首先,你没有使用正确的算法。如果两点大于boxWidth,会怎么样?其次,如果你有多个粒子,调用一个完成所有距离计算的单个函数,并将结果放到输出缓冲区中将会显着提高效率。内联有助于减少一些,但不是全部。任何预先计算 - 例如在算法中将盒子长度除以2 - 将在不需要时重复。
这里是一些SIMD代码来做计算。您需要使用-msse4进行编译。使用-O3,在我的机器上(macbook pro,llvm-gcc-4.2),我的速度提高了约2倍。这确实需要使用32位浮点数而不是双精度算术。

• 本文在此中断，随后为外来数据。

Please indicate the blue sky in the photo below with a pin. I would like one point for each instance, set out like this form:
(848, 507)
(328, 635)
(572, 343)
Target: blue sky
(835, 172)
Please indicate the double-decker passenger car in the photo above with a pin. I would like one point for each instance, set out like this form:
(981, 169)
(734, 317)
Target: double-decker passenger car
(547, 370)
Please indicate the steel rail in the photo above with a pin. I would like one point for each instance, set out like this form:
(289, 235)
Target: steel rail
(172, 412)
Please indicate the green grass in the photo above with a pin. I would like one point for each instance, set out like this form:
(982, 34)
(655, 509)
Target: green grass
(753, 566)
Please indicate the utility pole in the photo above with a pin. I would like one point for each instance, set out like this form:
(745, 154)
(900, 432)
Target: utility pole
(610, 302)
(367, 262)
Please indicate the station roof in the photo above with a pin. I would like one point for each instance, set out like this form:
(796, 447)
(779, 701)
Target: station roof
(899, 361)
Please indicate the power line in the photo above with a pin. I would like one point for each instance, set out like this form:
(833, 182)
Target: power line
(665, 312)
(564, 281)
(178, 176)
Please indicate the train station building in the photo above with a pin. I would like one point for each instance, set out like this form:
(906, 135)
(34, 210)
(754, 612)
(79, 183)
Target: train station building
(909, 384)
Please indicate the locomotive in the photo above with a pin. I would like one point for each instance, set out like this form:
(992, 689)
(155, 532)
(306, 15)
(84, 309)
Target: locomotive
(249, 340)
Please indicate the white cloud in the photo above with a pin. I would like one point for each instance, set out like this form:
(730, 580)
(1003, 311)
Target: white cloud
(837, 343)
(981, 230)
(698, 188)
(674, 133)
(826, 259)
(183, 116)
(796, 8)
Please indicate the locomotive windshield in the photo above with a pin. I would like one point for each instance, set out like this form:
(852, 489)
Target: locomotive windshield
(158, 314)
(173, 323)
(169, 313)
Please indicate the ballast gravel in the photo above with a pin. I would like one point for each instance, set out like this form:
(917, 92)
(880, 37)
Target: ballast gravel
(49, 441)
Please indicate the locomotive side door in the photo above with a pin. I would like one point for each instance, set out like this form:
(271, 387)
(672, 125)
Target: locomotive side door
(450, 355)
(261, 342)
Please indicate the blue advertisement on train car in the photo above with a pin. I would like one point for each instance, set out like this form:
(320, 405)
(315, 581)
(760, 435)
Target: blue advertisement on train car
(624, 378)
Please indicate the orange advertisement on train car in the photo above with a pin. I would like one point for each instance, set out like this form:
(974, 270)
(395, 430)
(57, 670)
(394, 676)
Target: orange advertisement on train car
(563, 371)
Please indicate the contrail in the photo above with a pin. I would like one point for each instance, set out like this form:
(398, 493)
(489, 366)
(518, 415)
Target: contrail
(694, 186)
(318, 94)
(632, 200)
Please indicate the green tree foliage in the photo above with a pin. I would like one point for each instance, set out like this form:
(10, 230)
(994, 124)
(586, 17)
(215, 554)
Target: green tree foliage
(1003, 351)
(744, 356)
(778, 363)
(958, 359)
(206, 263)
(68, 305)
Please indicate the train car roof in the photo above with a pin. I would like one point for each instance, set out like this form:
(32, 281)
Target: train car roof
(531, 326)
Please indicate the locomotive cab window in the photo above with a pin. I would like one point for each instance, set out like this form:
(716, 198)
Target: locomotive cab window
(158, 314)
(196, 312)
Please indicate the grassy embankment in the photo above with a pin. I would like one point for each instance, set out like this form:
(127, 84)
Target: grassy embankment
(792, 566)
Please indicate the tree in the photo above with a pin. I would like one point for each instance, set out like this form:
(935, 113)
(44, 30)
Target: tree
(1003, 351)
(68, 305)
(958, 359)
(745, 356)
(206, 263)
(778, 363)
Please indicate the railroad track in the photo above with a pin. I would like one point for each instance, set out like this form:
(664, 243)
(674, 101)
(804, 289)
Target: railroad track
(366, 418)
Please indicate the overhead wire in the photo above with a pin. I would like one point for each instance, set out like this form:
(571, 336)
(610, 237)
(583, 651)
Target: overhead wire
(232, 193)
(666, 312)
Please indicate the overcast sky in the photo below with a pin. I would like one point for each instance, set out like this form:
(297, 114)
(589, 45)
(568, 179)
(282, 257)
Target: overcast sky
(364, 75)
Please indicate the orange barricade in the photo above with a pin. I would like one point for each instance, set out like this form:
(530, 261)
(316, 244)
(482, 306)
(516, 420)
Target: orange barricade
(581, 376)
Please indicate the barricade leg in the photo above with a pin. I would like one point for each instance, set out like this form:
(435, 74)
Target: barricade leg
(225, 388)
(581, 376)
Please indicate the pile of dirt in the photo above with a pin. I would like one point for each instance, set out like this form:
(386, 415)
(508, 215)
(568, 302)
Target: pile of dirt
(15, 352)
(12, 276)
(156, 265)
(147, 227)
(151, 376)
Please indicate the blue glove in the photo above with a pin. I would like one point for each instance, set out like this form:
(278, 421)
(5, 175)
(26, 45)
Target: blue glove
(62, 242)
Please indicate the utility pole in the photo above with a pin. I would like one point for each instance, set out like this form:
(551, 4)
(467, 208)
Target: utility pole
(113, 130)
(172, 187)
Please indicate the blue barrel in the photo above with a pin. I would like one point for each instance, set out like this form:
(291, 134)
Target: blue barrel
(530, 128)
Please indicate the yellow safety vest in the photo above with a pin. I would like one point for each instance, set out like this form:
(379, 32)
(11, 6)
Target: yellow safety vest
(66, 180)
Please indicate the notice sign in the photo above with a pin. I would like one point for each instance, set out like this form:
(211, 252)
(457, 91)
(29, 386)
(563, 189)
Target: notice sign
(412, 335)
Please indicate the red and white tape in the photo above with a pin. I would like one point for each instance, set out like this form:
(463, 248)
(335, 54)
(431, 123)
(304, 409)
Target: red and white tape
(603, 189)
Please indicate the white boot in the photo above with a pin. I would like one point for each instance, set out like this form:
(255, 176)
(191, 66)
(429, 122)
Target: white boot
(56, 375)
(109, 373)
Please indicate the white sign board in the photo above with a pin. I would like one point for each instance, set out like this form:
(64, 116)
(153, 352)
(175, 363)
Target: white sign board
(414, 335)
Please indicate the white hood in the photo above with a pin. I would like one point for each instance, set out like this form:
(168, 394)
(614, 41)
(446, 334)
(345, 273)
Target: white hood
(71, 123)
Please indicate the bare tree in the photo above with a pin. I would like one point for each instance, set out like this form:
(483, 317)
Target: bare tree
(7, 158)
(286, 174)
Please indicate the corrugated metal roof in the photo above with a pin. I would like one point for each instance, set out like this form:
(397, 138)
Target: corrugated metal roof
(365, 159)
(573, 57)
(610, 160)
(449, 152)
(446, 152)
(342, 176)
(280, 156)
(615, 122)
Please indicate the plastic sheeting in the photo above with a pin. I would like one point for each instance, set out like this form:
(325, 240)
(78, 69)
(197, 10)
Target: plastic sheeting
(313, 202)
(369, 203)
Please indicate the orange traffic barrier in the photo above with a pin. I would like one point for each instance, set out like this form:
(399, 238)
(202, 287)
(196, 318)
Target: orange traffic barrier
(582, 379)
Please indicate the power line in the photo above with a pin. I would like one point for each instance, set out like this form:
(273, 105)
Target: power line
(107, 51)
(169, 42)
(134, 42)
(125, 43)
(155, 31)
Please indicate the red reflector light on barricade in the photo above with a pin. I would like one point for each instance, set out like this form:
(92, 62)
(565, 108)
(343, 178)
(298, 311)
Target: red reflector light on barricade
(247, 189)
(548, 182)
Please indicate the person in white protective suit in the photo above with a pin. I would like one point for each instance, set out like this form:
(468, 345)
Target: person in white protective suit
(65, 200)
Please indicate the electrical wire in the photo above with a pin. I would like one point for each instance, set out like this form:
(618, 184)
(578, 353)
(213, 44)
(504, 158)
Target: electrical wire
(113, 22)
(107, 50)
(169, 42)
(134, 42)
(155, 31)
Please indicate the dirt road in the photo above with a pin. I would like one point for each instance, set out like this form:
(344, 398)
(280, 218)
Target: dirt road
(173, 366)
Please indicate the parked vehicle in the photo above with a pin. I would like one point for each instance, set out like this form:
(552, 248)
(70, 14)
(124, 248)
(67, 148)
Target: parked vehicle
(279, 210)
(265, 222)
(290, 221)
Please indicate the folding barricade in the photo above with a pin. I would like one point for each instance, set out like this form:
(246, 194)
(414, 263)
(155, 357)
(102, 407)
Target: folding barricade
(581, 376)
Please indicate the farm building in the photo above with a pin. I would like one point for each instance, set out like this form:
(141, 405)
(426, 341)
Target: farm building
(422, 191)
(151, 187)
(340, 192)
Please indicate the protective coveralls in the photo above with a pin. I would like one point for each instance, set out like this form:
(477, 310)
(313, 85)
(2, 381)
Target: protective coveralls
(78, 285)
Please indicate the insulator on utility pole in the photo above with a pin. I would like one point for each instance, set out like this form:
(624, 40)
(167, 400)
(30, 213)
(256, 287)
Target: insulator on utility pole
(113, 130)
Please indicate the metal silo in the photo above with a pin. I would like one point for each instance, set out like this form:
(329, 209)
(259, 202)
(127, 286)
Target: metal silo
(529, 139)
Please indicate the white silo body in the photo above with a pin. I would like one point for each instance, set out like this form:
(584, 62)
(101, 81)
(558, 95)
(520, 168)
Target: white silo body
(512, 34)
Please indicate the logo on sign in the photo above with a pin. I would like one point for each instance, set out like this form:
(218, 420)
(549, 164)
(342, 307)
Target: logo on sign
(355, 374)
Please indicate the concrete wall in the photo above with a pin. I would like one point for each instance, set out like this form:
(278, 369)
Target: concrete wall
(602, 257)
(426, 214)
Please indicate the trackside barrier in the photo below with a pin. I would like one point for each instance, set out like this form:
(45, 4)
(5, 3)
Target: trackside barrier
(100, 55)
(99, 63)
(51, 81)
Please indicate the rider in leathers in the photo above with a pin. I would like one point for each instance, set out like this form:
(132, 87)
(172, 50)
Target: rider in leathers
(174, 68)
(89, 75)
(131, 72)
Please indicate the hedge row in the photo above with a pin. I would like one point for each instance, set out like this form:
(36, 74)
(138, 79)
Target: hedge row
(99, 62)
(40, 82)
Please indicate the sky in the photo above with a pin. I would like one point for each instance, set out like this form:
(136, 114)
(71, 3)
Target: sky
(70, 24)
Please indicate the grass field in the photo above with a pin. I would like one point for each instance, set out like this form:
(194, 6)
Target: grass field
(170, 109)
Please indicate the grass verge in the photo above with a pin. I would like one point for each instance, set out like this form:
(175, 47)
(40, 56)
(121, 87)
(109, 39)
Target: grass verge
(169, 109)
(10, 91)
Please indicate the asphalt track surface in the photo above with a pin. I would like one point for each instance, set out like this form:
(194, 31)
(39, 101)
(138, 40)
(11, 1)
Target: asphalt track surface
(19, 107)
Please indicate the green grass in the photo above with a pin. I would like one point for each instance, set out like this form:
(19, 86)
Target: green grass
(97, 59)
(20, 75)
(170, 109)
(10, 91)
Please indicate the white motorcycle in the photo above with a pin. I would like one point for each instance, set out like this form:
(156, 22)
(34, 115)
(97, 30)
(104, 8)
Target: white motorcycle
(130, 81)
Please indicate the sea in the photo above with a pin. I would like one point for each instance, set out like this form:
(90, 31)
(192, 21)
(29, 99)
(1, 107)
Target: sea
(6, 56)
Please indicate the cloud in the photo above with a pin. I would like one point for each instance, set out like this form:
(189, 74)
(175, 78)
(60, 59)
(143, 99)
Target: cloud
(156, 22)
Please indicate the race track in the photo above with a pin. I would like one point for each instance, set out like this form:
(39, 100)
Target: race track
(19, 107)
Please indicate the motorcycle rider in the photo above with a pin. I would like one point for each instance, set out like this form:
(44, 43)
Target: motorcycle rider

上证所真的不是那么复杂,它只是看起来可怕。例如而不是写一个* b,你必须编写笨重的_mm_mul_ps(a,b)。
#include <stdio.h>
#include <stdlib.h>
#include <time.h>
#include <smmintrin.h>
// you can compile this code with -DDOUBLE to try using doubles vs. floats
// in the unoptimized code. The SSE code uses only floats.
#ifdef DOUBLE
typedef double real;
#else
typedef float real;
#endif
static inline __m128 loadFloat3(const float const* value) {
// Load (x,y,z) into a SSE register, leaving the last entry
// set to zero.
__m128 x = _mm_load_ss(&value[0]);
__m128 y = _mm_load_ss(&value[1]);
__m128 z = _mm_load_ss(&value[2]);
__m128 xy = _mm_movelh_ps(x, y);
return _mm_shuffle_ps(xy, z, _MM_SHUFFLE(2, 0, 2, 0));
}
int fdistanceSqPeriodic(float* position1, float* position2, const float boxWidth,
float* out, const int n_points) {
int i;
__m128 r1, r2, r12, s12, r12_2, s, box, invBox;
box = _mm_set1_ps(boxWidth);
invBox = _mm_div_ps(_mm_set1_ps(1.0f), box);
for (i = 0; i < n_points; i++) {
r1 = loadFloat3(position1);
r2 = loadFloat3(position1);
r12 = _mm_sub_ps(r1, r2);
s12 = _mm_mul_ps(r12, invBox);
s12 = _mm_sub_ps(s12, _mm_round_ps(s12, _MM_FROUND_TO_NEAREST_INT));
r12 = _mm_mul_ps(box, s12);
r12_2 = _mm_mul_ps(r12, r12);
// double horizontal add instruction accumulates the sum of
// all four elements into each of the elements
// (e.g. s.x = s.y = s.z = s.w = r12_2.x + r12_2.y + r12_2.z + r12_2.w)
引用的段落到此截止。